Suppose \(f\) is continous on the finite closed interval \([a,b]\). Then \(f\) has a maximum value and a minimum value on \([a,b]\)

Notes:

• The above theorem allows us an easier way to find the maximum and minimum values of a continous function on a finite closed interval. In the previous sections solution, you could see how difficult is find if something is a local minima or a maxima.

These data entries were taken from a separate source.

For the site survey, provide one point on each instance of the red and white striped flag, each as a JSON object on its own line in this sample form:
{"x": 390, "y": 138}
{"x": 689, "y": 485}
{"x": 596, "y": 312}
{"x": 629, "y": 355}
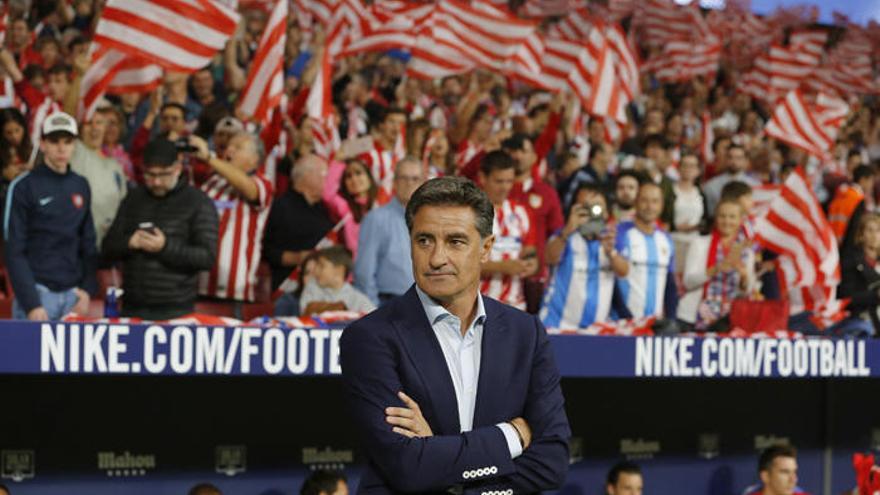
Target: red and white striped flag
{"x": 181, "y": 35}
{"x": 265, "y": 83}
{"x": 707, "y": 139}
{"x": 810, "y": 127}
{"x": 795, "y": 227}
{"x": 319, "y": 108}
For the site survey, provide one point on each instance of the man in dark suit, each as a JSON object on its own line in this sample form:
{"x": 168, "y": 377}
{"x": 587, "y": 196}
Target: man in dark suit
{"x": 451, "y": 391}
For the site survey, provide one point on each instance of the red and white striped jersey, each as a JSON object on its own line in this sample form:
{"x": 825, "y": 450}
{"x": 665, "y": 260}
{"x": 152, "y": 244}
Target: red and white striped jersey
{"x": 240, "y": 238}
{"x": 514, "y": 230}
{"x": 381, "y": 163}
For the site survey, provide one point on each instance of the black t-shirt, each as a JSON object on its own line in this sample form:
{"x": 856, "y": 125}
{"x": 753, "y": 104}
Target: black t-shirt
{"x": 293, "y": 225}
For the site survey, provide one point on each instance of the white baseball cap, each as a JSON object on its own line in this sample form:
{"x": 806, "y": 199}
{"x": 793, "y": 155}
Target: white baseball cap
{"x": 59, "y": 122}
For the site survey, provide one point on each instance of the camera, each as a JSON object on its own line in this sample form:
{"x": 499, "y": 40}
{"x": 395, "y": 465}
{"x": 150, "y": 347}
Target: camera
{"x": 594, "y": 225}
{"x": 183, "y": 146}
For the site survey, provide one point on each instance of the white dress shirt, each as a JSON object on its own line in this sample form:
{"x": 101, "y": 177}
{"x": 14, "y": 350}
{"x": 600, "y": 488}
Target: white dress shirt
{"x": 462, "y": 354}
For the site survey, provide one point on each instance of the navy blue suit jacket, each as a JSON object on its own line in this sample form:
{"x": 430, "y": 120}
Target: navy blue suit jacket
{"x": 395, "y": 349}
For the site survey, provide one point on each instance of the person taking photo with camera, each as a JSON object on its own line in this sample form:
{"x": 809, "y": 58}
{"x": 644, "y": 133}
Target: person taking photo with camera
{"x": 584, "y": 262}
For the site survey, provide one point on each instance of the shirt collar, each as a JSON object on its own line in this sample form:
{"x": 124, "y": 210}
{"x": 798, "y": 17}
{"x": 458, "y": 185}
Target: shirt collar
{"x": 435, "y": 312}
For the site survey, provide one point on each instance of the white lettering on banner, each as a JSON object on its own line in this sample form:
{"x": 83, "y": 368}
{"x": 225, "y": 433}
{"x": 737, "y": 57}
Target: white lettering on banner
{"x": 210, "y": 344}
{"x": 154, "y": 363}
{"x": 735, "y": 357}
{"x": 51, "y": 348}
{"x": 116, "y": 349}
{"x": 93, "y": 351}
{"x": 74, "y": 348}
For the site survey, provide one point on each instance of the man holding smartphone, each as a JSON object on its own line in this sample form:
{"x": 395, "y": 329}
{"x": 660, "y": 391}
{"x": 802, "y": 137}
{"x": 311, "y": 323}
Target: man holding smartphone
{"x": 165, "y": 233}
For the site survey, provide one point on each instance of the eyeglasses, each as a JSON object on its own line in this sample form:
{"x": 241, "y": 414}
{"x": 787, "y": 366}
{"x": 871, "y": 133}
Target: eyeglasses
{"x": 159, "y": 175}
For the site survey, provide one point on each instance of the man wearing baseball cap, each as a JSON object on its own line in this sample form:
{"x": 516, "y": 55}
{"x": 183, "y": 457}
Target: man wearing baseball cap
{"x": 50, "y": 237}
{"x": 164, "y": 233}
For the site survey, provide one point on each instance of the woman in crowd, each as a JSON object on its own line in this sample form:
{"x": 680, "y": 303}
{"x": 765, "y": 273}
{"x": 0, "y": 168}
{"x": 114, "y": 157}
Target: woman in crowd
{"x": 860, "y": 273}
{"x": 691, "y": 216}
{"x": 350, "y": 192}
{"x": 718, "y": 269}
{"x": 14, "y": 135}
{"x": 114, "y": 137}
{"x": 436, "y": 156}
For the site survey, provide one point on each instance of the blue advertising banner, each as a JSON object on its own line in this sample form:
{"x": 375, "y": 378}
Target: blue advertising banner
{"x": 100, "y": 348}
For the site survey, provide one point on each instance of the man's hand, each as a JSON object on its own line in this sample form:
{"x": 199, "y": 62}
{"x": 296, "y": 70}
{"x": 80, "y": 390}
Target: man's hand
{"x": 38, "y": 314}
{"x": 152, "y": 242}
{"x": 82, "y": 302}
{"x": 525, "y": 431}
{"x": 608, "y": 238}
{"x": 318, "y": 307}
{"x": 408, "y": 421}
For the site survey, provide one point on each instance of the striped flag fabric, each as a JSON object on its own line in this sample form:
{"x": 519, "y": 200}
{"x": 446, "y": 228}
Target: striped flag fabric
{"x": 795, "y": 227}
{"x": 319, "y": 108}
{"x": 810, "y": 127}
{"x": 265, "y": 83}
{"x": 181, "y": 35}
{"x": 115, "y": 72}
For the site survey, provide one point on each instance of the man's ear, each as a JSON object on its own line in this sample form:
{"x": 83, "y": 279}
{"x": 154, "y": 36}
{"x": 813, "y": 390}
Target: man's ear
{"x": 486, "y": 248}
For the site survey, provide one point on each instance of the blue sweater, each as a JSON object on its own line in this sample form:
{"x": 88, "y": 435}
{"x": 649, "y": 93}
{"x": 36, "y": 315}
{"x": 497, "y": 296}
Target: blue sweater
{"x": 50, "y": 237}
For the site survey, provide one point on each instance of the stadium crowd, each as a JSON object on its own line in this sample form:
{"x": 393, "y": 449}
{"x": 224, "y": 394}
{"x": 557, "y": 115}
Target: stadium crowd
{"x": 595, "y": 220}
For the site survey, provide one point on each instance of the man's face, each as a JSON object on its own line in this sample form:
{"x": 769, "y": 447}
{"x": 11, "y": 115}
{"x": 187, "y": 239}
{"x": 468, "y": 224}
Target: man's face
{"x": 498, "y": 184}
{"x": 408, "y": 178}
{"x": 626, "y": 191}
{"x": 172, "y": 120}
{"x": 649, "y": 203}
{"x": 392, "y": 126}
{"x": 93, "y": 131}
{"x": 57, "y": 150}
{"x": 627, "y": 484}
{"x": 242, "y": 153}
{"x": 160, "y": 180}
{"x": 58, "y": 86}
{"x": 781, "y": 478}
{"x": 327, "y": 274}
{"x": 736, "y": 160}
{"x": 13, "y": 132}
{"x": 447, "y": 251}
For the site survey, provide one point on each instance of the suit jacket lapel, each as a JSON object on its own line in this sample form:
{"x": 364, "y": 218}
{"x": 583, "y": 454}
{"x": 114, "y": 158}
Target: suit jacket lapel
{"x": 494, "y": 359}
{"x": 419, "y": 339}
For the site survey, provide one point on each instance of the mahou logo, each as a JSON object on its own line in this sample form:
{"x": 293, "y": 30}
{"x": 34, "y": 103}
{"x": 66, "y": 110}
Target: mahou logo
{"x": 125, "y": 463}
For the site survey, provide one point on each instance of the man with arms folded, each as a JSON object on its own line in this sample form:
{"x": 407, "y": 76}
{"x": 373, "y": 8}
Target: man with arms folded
{"x": 435, "y": 413}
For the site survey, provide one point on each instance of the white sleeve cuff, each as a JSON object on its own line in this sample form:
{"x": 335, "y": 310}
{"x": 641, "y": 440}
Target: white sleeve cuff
{"x": 512, "y": 437}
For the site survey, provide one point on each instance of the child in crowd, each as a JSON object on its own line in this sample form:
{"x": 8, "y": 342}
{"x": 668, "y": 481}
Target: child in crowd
{"x": 329, "y": 290}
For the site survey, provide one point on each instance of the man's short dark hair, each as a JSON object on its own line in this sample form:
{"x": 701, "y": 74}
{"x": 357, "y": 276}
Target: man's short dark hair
{"x": 172, "y": 104}
{"x": 322, "y": 481}
{"x": 60, "y": 68}
{"x": 657, "y": 140}
{"x": 735, "y": 190}
{"x": 594, "y": 150}
{"x": 515, "y": 142}
{"x": 496, "y": 160}
{"x": 205, "y": 489}
{"x": 863, "y": 172}
{"x": 622, "y": 467}
{"x": 453, "y": 191}
{"x": 765, "y": 461}
{"x": 338, "y": 256}
{"x": 635, "y": 174}
{"x": 734, "y": 146}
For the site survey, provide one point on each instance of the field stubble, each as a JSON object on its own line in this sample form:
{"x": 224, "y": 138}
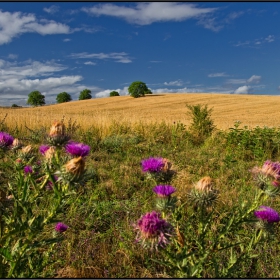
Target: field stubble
{"x": 251, "y": 110}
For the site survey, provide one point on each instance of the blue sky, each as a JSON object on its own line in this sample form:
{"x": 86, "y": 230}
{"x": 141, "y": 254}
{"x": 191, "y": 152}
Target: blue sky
{"x": 174, "y": 47}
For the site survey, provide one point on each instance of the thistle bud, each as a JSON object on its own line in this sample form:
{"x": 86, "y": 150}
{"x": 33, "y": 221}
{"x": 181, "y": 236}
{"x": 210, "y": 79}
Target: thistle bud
{"x": 49, "y": 154}
{"x": 57, "y": 136}
{"x": 57, "y": 128}
{"x": 16, "y": 144}
{"x": 205, "y": 184}
{"x": 203, "y": 194}
{"x": 75, "y": 166}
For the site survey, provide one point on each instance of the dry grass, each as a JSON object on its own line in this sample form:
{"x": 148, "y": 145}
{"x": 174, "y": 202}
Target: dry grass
{"x": 251, "y": 110}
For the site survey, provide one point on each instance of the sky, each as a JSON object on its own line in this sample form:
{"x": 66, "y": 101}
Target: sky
{"x": 173, "y": 47}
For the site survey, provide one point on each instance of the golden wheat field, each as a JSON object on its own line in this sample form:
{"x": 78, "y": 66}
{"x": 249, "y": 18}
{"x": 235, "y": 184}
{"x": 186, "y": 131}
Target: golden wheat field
{"x": 251, "y": 110}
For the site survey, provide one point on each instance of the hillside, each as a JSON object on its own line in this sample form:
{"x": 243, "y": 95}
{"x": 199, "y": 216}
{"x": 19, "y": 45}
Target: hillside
{"x": 251, "y": 110}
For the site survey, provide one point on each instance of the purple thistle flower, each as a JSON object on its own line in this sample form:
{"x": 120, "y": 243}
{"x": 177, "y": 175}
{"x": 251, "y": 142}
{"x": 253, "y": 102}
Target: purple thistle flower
{"x": 27, "y": 169}
{"x": 49, "y": 185}
{"x": 77, "y": 149}
{"x": 5, "y": 139}
{"x": 164, "y": 190}
{"x": 60, "y": 227}
{"x": 152, "y": 229}
{"x": 267, "y": 214}
{"x": 43, "y": 149}
{"x": 152, "y": 164}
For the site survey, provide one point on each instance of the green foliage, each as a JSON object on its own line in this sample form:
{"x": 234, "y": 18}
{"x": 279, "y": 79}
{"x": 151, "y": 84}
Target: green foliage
{"x": 114, "y": 93}
{"x": 216, "y": 236}
{"x": 202, "y": 125}
{"x": 138, "y": 89}
{"x": 63, "y": 97}
{"x": 36, "y": 98}
{"x": 15, "y": 106}
{"x": 85, "y": 94}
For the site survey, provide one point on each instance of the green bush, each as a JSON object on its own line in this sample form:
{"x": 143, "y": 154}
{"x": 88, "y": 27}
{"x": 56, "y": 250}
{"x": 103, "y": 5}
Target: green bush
{"x": 138, "y": 89}
{"x": 114, "y": 93}
{"x": 202, "y": 125}
{"x": 63, "y": 97}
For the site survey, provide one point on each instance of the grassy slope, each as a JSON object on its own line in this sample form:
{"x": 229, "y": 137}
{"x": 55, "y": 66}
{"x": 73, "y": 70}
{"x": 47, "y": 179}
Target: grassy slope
{"x": 251, "y": 110}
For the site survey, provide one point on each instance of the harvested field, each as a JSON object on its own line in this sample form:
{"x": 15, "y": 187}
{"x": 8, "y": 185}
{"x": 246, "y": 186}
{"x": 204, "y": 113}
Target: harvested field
{"x": 251, "y": 110}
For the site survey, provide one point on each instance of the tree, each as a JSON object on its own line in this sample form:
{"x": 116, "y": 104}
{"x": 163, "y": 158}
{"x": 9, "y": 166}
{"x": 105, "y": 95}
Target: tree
{"x": 114, "y": 93}
{"x": 36, "y": 98}
{"x": 85, "y": 94}
{"x": 137, "y": 89}
{"x": 63, "y": 97}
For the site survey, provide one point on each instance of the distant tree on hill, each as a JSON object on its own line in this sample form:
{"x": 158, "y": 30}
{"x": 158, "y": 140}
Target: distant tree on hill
{"x": 85, "y": 94}
{"x": 138, "y": 89}
{"x": 16, "y": 106}
{"x": 36, "y": 98}
{"x": 63, "y": 97}
{"x": 114, "y": 93}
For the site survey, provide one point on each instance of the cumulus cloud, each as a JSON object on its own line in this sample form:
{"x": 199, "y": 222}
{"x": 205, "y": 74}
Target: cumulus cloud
{"x": 174, "y": 83}
{"x": 52, "y": 9}
{"x": 214, "y": 75}
{"x": 89, "y": 63}
{"x": 18, "y": 79}
{"x": 254, "y": 79}
{"x": 121, "y": 57}
{"x": 14, "y": 24}
{"x": 243, "y": 90}
{"x": 150, "y": 12}
{"x": 106, "y": 93}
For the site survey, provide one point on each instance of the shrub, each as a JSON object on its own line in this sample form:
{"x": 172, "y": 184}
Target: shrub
{"x": 63, "y": 97}
{"x": 138, "y": 89}
{"x": 85, "y": 94}
{"x": 202, "y": 125}
{"x": 114, "y": 93}
{"x": 36, "y": 98}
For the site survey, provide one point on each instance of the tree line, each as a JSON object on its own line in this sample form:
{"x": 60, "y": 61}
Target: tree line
{"x": 36, "y": 98}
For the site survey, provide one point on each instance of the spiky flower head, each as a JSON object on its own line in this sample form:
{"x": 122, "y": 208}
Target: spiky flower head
{"x": 43, "y": 149}
{"x": 16, "y": 144}
{"x": 57, "y": 128}
{"x": 153, "y": 231}
{"x": 203, "y": 194}
{"x": 61, "y": 227}
{"x": 75, "y": 166}
{"x": 77, "y": 149}
{"x": 27, "y": 169}
{"x": 267, "y": 178}
{"x": 152, "y": 164}
{"x": 267, "y": 214}
{"x": 5, "y": 140}
{"x": 164, "y": 191}
{"x": 57, "y": 135}
{"x": 205, "y": 184}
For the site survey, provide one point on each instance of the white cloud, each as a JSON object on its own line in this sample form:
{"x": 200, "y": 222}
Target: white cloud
{"x": 18, "y": 79}
{"x": 243, "y": 90}
{"x": 14, "y": 24}
{"x": 106, "y": 93}
{"x": 254, "y": 79}
{"x": 270, "y": 38}
{"x": 214, "y": 75}
{"x": 89, "y": 63}
{"x": 12, "y": 56}
{"x": 149, "y": 12}
{"x": 121, "y": 57}
{"x": 174, "y": 83}
{"x": 236, "y": 81}
{"x": 52, "y": 9}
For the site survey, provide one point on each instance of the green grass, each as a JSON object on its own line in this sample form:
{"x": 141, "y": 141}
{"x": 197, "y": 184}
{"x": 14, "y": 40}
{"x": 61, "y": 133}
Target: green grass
{"x": 100, "y": 241}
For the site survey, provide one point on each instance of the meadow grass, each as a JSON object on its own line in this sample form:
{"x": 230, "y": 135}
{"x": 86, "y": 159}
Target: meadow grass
{"x": 100, "y": 241}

But using this method, find the values at the endpoints and the critical numbers - whichever one is the largest must be the maximum value of the function on the interval and whichever one is the smallest is the minimum value on that particular interval.

If \(a \leq u < v \leq b\), then we will say that the interval \([u,v]\) is nonmaximizing if there is some number \(d \in [a,b]\) such that for every \(x \in [u,v]\), \(f(x) < f(d)\).

In other words, the interval \([u,v]\) is nonmaximizing if there is a point \((d,f(d))\) on the graph of \(f\) that is higher than any point on the part of the graph of \(f\) with \(u \leq x \leq v\).

If \([u,v]\) is not nonmaximizing, then we say that it is maximizing.

Notes: If we are looking for a number where \(f\) attains its maximum value on the interval \([a,b]\), there is no point in looking in a nonmaximizing interval.

Suppose that \([u,v]\) is a maximizing interval. Then there are numbers \(u'\) and \(v'\) such that \(u \leq u' < v' \leq v, v' - u' = (v-u)/2\), and \([u',v']\) is maximizing.